Highlands J virus

Virus classification
- (unranked): Virus
- Realm: Riboviria
- Kingdom: Orthornavirae
- Phylum: Kitrinoviricota
- Class: Alsuviricetes
- Order: Martellivirales
- Family: Togaviridae
- Genus: Alphavirus
- Species: Alphavirus highlandsj

= Highlands J virus =

Species of virus

Highlands J (HJ) virus is a zoonotic alphavirus native to North and South America. It maintains a natural reservoir in the songbird population of freshwater swamps (generally scrub jays and blue jays) and is transmitted by the bite of the female Culiseta melanura mosquito.

Though nearly identical in structure and natural cycle to the Eastern equine encephalitis virus, it is considerably less virulent than its cousin, causing relatively mild symptoms in its primary avian reservoir and only nominally capable of transmission to mammals. A 1995 study conducted in Florida swampland found that 15% of swamp-dwelling jays tested positive for HJ antibodies, all of which were asymptomatic and in apparent good health. Recorded bird deaths from HJ infection are uncommon but not rare, and include several domestic turkeys at a commercial facility and young broiler chickens in an experimental setting.

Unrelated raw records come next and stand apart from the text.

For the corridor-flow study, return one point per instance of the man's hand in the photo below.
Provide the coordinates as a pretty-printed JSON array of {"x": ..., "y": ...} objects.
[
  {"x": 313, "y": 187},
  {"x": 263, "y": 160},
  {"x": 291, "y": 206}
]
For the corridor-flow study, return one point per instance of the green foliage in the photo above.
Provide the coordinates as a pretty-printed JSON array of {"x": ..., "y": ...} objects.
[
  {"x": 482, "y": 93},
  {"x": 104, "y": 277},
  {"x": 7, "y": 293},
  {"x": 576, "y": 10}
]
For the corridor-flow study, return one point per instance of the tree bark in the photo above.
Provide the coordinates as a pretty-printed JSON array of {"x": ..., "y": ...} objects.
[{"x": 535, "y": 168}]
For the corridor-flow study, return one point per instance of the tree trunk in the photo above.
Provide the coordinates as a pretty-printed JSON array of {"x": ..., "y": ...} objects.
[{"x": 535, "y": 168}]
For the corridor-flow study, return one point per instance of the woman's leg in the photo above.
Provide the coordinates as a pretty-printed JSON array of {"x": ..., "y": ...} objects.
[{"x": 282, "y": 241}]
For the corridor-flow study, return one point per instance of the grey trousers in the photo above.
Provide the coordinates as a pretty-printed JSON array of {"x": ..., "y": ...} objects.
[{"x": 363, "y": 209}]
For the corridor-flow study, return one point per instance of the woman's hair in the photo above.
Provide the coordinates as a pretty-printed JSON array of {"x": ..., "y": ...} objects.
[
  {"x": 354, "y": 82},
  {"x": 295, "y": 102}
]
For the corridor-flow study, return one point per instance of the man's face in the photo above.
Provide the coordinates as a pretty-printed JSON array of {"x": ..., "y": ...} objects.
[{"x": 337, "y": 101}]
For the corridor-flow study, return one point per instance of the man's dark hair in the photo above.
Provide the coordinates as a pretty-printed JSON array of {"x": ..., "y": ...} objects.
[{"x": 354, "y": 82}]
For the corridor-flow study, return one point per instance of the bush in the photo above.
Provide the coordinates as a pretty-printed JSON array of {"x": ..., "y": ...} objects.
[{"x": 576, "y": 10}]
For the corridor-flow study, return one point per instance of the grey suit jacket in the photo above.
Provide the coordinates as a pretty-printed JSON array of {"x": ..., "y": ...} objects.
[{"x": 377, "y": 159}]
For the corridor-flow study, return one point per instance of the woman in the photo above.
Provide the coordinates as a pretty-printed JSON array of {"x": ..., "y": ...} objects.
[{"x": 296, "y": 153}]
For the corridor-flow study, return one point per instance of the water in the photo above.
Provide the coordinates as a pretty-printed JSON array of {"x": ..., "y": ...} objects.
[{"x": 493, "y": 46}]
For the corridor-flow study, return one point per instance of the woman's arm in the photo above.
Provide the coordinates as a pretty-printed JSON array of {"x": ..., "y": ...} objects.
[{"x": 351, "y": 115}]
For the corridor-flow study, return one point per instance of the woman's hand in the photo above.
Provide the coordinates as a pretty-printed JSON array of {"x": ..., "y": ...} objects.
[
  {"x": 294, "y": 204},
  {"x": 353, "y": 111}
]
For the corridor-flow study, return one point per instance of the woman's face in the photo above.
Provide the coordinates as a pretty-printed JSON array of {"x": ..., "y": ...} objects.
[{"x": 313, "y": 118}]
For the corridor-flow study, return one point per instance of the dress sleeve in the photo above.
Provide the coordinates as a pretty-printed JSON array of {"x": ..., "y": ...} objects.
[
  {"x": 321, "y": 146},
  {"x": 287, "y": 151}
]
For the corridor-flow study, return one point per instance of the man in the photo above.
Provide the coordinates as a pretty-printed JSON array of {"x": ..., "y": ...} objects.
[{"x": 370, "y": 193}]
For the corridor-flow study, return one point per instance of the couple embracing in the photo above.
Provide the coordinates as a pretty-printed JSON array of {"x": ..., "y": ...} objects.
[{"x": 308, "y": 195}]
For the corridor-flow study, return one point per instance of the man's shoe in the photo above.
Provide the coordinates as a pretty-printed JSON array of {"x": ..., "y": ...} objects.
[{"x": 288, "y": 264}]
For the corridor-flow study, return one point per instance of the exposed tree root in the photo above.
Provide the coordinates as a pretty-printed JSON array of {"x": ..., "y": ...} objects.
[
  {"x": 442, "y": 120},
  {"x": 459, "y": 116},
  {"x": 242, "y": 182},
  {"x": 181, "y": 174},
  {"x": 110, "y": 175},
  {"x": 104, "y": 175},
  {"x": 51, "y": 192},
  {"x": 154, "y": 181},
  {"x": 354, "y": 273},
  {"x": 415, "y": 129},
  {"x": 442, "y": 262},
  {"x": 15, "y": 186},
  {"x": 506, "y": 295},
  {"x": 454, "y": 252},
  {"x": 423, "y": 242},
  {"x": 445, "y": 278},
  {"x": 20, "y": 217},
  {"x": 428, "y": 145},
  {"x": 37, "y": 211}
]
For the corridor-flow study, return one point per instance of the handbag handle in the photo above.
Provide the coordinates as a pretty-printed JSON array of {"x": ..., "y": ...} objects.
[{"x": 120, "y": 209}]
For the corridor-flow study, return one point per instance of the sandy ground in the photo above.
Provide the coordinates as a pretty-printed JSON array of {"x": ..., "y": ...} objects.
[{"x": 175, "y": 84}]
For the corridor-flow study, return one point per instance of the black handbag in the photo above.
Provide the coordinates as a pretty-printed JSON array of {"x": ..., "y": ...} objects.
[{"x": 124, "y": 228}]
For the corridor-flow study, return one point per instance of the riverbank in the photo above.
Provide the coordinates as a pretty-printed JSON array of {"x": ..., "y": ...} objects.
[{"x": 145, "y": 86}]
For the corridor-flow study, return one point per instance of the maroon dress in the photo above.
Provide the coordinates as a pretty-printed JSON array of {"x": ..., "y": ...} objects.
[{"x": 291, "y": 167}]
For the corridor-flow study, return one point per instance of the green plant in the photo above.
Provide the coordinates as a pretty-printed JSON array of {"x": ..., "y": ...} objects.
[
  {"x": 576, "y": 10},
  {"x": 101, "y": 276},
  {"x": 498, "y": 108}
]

Transmission to equines or humans via mosquito is also possible, though even more rare. During the 1990-1991 St. Louis encephalitis outbreak in Missouri, 4 patients were found to be comorbidly infected with SLE and HJ, though no harmful effects were attributed to the HJ alone. A limited survey of swamp-dwelling rodents in Florida found one cotton mouse and one cotton rat with antibodies to HJ, both asymptomatic. The sole mammalian fatality attributed to HJ was a Florida horse originally diagnosed with Western equine encephalitis in 1964, which was later redetermined in 1989 to have been caused by HJ.

Despite its negligible virulence in humans, it is often tested for in US domestic mosquito control programs as an indicator of fruitful conditions for other mosquito-borne zoonoses to multiply.